🤖 AI Summary
This paper introduces, for the first time within the Pandora’s Box framework, the minimax *ex post* regret criterion to study sequential search and stopping strategies under uncertainty. Methodologically, it integrates robust optimization, regret theory, and sequential decision analysis to rigorously characterize the optimal search depth, ranking order of options, and stopping threshold. The contributions are threefold: (1) It theoretically establishes a “choice overload” phenomenon—increasing the number of options systematically raises the probability of abandoning search in favor of an outside option; (2) It identifies the root cause as fear of making a *wrong choice*, rather than cognitive load; (3) It proposes two intervention mechanisms—recommendation-based signal design and heterogeneity in search cost—that significantly reduce worst-case regret and incentivize efficient exploration.

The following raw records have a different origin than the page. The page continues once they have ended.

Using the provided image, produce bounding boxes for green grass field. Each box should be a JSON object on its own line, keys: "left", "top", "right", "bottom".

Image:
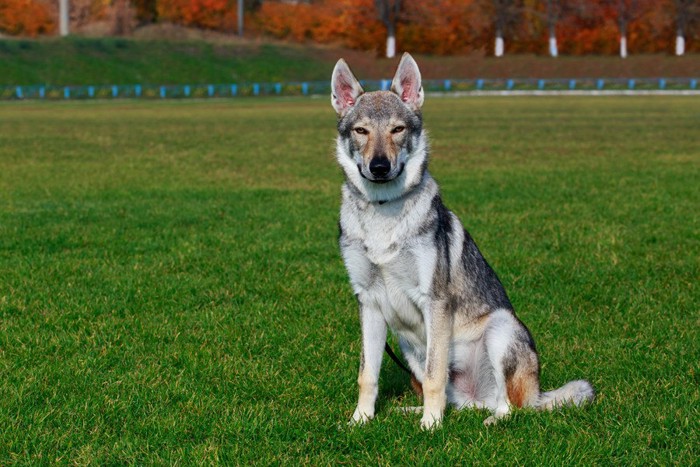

{"left": 0, "top": 39, "right": 331, "bottom": 86}
{"left": 0, "top": 96, "right": 698, "bottom": 463}
{"left": 3, "top": 37, "right": 700, "bottom": 87}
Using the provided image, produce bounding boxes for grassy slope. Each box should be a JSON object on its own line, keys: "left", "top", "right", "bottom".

{"left": 0, "top": 97, "right": 698, "bottom": 463}
{"left": 0, "top": 38, "right": 331, "bottom": 86}
{"left": 2, "top": 36, "right": 700, "bottom": 86}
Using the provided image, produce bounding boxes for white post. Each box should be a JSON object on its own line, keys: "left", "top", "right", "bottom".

{"left": 59, "top": 0, "right": 69, "bottom": 36}
{"left": 675, "top": 35, "right": 685, "bottom": 56}
{"left": 549, "top": 35, "right": 558, "bottom": 57}
{"left": 386, "top": 35, "right": 396, "bottom": 58}
{"left": 620, "top": 36, "right": 627, "bottom": 58}
{"left": 495, "top": 35, "right": 504, "bottom": 57}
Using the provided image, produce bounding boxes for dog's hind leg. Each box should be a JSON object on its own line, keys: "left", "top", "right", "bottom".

{"left": 482, "top": 311, "right": 514, "bottom": 425}
{"left": 482, "top": 309, "right": 540, "bottom": 425}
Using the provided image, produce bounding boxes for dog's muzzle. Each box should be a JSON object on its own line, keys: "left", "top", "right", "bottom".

{"left": 359, "top": 159, "right": 405, "bottom": 184}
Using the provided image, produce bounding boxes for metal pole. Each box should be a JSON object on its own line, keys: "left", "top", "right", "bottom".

These results offer a novel paradigm bridging behavioral decision theory and mechanism design.
📝 Abstract
This paper revisits the classic Pandora's box problem, studying a decision-maker (DM) who seeks to minimize her maximal ex-post regret. The DM decides how many options to explore and in what order, before choosing one or taking an outside option. We characterize the regret-minimizing search rule and show that the likelihood of opting out often increases as more options become available for exploration. We show that this ``choice overload" is driven by the DM's fear of ``selection error" -- the regret from searching the wrong options -- suggesting that steering choice via recommendations or cost heterogeneity can mitigate regret and encourage search.